Naas, kemarin Ceren memaksa hatinya untuk menerima Gilang, si teman sekolah yang jelas-jelas tidak termasuk ke dalam kriteria teman idaman, karena ternyata ia adalah anak dari seorang yang berpengaruh membolak-balikan nasib ekonomi ayah Ceren.
Namun baru saja ia menerima dengan hati ikhlas, takdir seperti sedang mempermainkan hatinya dengan membuat Ceren harus naik ranjang dengan kakak iparnya yang memiliki status duda anak satu sekaligus kepala sekolah di tempatnya menimba ilmu, pak Hilman Prambodo.
"Welcome to the world mrs. Bodo..." lirihnya.
Follow Ig ~> Thatha Chilli
.
.
.
Karya ini diterbitkan atas izin NovelToon sinta amalia, isi konten hanyalah pandangan pribadi pembuatnya, tidak mewakili NovelToon sendiri
MDND ~ Bab 12
"Pak.." Ceren menarik kecil lengan batik bapak, saat keduanya turun dari mobil di pelataran rumah Gilang.
Mendongak dan mengedarkan pandangan, dari sudut manapun rumahnya tak bisa dikatakan kecil nan sederhana. Pelataran rumahnya aja udah mirip lapangan di rt rumahnya.
Bapak menelan salivanya seret. Butuh minum segera, apa perlu ia seruput air kolam air mancur yang berada 5 langkah dari posisinya sekarang demi menyadari strata sosial keluarga Baraspati dan Ambarwati lewat bentukan tempat tinggalnya.
Seketika otak keduanya langsung membandingkan itu dengan status sosial keduanya.
"Jauh...ck..ck.."gumam keduanya sehati. Bahkan terparkirnya mobil seseorang yang ia kenali saja tak membuat Ceren sadar akan keberadaan orang lain itu.
"Masuk nduk." ajak bapak mendadak memegang Ceren dengan tangan dinginnya, memancing kernyitan di dahi Ceren, "bapak aja mendadak gugup gini, apalagi aku, pak?" raut kekhawatiran tak bisa disembunyikan dari wajah Ceren.
"Mau pulang aja apa gimana pak? Bilang aja aku mules ngga sembuh-sembuh..." ocehnya enteng dihadiahi semburan bapak, "ngawur."
"Aku kok ya mendadak mules pak," keluhnya seperti tebakan bapak tadi.
"Alhamdulillah datang juga. Penghulu sudah menunggu, Ceren...pak Harun," bu Ambar menyambut keduanya karena mendengar suara riuh perdebatan dan atas laporan supirnya tadi. Kini tak ada jalan untuk kembali selain dari menghadapi masalah di depan mereka.

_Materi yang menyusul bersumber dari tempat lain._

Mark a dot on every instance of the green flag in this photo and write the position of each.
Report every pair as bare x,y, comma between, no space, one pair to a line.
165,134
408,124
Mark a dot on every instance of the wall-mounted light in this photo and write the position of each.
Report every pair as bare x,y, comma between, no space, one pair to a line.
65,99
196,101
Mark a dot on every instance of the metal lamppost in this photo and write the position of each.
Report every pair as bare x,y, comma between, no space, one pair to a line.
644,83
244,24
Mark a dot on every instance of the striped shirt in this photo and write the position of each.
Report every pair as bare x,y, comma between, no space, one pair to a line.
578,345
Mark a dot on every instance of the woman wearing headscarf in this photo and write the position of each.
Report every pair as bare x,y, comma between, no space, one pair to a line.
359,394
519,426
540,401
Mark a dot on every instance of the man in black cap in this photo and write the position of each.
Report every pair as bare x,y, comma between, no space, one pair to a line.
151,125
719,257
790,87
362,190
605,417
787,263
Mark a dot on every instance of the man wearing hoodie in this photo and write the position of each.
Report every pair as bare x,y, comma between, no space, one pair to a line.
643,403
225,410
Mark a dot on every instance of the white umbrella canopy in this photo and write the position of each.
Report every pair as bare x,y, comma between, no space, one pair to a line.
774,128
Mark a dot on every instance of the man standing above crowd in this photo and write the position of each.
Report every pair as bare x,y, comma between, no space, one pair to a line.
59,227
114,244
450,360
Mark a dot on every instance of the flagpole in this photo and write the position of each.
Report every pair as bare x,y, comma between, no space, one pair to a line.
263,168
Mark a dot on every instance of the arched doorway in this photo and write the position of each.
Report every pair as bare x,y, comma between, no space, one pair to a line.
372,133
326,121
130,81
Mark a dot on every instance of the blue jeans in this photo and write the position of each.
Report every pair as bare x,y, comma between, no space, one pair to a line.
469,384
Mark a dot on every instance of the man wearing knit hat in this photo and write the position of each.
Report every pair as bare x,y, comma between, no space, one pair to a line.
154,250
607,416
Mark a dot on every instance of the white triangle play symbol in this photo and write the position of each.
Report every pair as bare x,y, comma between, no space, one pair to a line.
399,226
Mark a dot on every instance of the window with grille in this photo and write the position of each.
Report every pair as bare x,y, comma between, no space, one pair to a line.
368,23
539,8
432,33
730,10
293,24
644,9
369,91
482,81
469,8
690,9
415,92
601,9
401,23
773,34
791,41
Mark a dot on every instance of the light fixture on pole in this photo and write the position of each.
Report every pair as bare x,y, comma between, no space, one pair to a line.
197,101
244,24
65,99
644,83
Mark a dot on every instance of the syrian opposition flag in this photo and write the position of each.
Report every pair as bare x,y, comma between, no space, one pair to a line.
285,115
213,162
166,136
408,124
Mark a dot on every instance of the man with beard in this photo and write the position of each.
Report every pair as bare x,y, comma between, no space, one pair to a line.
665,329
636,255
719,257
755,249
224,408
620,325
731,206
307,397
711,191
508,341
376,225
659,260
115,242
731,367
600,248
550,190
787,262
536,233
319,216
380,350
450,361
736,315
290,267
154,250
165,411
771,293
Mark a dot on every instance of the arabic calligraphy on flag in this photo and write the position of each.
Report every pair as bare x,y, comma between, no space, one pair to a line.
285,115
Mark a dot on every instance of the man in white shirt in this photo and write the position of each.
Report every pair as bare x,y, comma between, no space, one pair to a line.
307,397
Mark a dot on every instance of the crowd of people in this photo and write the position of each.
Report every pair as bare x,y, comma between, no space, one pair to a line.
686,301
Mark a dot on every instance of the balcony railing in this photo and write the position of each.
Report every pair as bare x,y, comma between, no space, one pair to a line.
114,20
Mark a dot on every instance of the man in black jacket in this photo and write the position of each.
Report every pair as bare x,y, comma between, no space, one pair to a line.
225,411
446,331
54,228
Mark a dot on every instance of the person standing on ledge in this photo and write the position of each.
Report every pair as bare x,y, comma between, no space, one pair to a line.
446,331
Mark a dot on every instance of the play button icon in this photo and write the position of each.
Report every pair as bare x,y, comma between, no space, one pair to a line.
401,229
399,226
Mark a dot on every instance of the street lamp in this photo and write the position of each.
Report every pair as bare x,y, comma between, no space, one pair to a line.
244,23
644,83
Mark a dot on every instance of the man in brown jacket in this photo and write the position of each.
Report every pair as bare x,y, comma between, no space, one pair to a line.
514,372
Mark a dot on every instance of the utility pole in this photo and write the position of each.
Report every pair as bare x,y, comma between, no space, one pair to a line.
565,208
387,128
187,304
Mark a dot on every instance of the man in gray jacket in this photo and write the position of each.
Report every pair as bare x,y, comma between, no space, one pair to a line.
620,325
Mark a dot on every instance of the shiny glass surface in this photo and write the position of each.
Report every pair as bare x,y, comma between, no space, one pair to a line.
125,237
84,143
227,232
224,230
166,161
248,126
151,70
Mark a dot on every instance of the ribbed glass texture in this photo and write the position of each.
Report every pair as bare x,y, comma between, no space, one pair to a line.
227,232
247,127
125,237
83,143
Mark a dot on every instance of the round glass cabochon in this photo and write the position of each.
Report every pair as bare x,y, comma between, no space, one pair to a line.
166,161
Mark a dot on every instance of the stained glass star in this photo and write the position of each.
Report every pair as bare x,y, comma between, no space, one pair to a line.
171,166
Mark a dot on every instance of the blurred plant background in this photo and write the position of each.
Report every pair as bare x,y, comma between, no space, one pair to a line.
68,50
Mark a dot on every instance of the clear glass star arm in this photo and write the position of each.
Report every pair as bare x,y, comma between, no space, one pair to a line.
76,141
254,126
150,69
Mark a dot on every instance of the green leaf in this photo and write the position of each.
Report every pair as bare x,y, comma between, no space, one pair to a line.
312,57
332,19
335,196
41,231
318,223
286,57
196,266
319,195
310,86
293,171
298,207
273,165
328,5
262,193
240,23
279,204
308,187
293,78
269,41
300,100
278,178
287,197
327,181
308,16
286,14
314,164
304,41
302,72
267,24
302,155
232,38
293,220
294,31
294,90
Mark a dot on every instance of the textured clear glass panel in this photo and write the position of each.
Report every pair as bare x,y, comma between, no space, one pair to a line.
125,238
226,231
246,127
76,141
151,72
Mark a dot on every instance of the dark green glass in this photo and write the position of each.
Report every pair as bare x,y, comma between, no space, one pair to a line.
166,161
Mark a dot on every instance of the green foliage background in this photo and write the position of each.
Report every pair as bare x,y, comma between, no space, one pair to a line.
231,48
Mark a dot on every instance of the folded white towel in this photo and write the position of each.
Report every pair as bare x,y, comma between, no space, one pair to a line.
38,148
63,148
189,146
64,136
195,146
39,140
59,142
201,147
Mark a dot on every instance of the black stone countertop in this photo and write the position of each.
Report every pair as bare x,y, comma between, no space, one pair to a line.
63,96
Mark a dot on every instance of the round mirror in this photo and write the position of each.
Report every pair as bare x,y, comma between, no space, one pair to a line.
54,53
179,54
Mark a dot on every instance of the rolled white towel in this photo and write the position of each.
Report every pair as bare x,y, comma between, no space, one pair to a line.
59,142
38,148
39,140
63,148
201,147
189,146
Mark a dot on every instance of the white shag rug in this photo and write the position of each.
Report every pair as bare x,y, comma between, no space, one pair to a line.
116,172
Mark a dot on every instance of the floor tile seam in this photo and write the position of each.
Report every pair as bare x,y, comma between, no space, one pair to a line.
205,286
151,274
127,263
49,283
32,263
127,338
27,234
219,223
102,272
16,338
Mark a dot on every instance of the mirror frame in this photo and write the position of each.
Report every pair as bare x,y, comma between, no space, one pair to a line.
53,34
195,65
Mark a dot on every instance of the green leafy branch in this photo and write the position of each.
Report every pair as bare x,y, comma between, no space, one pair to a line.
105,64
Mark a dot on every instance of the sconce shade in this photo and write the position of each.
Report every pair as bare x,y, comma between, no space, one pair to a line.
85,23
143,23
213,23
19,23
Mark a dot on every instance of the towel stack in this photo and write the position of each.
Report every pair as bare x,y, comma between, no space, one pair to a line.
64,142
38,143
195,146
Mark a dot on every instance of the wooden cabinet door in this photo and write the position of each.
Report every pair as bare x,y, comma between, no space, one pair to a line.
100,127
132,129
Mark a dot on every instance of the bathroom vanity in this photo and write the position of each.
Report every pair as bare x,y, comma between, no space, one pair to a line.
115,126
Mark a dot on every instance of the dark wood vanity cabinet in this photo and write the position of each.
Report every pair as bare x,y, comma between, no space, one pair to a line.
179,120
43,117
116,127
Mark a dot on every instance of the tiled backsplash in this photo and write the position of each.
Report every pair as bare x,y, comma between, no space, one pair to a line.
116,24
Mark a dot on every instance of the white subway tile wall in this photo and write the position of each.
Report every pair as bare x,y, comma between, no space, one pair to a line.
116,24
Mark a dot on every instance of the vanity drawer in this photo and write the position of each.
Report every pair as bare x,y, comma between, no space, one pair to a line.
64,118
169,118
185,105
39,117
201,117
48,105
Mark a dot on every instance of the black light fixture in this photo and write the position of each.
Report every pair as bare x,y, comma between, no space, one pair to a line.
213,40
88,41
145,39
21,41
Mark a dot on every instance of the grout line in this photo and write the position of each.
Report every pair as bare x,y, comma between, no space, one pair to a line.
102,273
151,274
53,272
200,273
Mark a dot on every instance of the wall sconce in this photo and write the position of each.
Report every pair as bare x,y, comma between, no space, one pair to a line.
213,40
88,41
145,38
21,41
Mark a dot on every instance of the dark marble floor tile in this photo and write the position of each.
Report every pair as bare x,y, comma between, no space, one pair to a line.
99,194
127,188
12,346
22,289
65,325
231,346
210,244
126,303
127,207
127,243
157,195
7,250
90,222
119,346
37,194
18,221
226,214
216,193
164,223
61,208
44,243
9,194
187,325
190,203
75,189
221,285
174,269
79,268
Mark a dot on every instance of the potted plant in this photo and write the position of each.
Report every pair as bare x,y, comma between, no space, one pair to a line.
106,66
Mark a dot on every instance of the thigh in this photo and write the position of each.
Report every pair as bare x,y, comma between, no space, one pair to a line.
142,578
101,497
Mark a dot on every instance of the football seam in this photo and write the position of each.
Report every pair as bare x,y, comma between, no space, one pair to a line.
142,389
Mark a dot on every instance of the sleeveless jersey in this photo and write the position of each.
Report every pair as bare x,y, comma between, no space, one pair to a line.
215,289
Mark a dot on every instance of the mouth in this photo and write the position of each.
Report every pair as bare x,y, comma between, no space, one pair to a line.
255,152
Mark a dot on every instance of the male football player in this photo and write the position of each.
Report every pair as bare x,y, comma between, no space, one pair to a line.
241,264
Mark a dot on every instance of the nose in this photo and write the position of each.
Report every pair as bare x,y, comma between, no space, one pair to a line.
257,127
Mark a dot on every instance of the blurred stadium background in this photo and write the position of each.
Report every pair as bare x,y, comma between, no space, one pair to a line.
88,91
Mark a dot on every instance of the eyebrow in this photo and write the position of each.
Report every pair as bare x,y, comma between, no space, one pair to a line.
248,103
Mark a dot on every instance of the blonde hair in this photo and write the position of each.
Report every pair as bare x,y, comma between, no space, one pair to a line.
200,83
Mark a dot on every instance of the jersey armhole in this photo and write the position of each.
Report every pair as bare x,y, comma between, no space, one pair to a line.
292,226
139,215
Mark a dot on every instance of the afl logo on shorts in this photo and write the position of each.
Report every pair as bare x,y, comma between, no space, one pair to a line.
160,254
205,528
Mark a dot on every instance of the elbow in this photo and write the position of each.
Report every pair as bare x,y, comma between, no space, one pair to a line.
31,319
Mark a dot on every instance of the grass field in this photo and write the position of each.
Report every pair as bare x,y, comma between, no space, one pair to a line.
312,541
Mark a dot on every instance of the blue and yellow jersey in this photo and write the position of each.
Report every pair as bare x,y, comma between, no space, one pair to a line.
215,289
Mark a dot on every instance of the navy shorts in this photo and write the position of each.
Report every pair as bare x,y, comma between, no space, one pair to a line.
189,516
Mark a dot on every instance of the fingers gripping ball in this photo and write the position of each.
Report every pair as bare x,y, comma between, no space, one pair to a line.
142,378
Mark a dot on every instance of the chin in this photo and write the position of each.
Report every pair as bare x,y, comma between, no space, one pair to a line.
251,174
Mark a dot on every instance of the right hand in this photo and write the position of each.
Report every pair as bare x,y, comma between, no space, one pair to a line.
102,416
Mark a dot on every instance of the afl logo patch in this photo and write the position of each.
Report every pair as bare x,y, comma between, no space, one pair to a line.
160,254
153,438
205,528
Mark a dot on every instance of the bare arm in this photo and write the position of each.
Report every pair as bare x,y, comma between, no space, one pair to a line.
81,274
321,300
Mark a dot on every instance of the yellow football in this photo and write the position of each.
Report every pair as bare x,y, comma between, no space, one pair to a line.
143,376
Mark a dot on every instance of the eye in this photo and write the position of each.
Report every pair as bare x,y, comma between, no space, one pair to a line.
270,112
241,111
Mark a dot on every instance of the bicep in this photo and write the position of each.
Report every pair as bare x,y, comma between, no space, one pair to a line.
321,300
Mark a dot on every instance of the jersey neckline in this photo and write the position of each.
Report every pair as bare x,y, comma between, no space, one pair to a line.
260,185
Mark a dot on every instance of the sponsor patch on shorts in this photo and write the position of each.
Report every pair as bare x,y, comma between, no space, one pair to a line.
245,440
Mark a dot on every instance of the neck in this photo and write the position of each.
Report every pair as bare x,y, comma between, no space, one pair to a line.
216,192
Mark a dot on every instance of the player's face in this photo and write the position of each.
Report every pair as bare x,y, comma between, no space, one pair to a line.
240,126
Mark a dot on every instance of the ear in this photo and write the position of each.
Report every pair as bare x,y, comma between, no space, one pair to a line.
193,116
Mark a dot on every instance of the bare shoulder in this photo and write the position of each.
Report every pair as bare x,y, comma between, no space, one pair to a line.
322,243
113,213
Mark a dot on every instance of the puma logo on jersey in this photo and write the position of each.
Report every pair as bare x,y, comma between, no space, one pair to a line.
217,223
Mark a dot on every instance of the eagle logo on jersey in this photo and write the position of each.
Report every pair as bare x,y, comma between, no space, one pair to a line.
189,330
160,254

Ceren menghela nafasnya berulang kali dan masuk. Punggung terbalut jas disana itu ada 3 meski posisi mereka tidak berdekatan dan sedikit ngacak, tidak mungkin lelaki yang duduk paling kanan, karena itu jelas perawakan gemuk pak Baraspati, dan ia sudah menoleh sepaket senyumnya.
Masih ada dua lainnya, yang satu lebih terlihat jangkung sedang memangku seorang anak kecil dengan kemeja kotak-kotaknya sambil setengah gelendotan. Dan yang satu....
"Pak Harun," sapanya.
Disaat kedua lainnya menoleh Ceren langsung mematung. Yang dilihatnya pertama kali adalah petir seperti menyambar tepat di atas ubun-ubunnya, wassalam.
Karena wajah yang terpampang nyata disana adalah....
"Pak Bodo?"
Tanpa ia sadari jika Gilang sudah mendekat dan mengulurkan tangannya, "macet ya?" pertanyaan itu menyadarkan kembali Ceren dari keterkejutan, "Lang, itu kamu undang pak Bodo kesini? Biar apa?!"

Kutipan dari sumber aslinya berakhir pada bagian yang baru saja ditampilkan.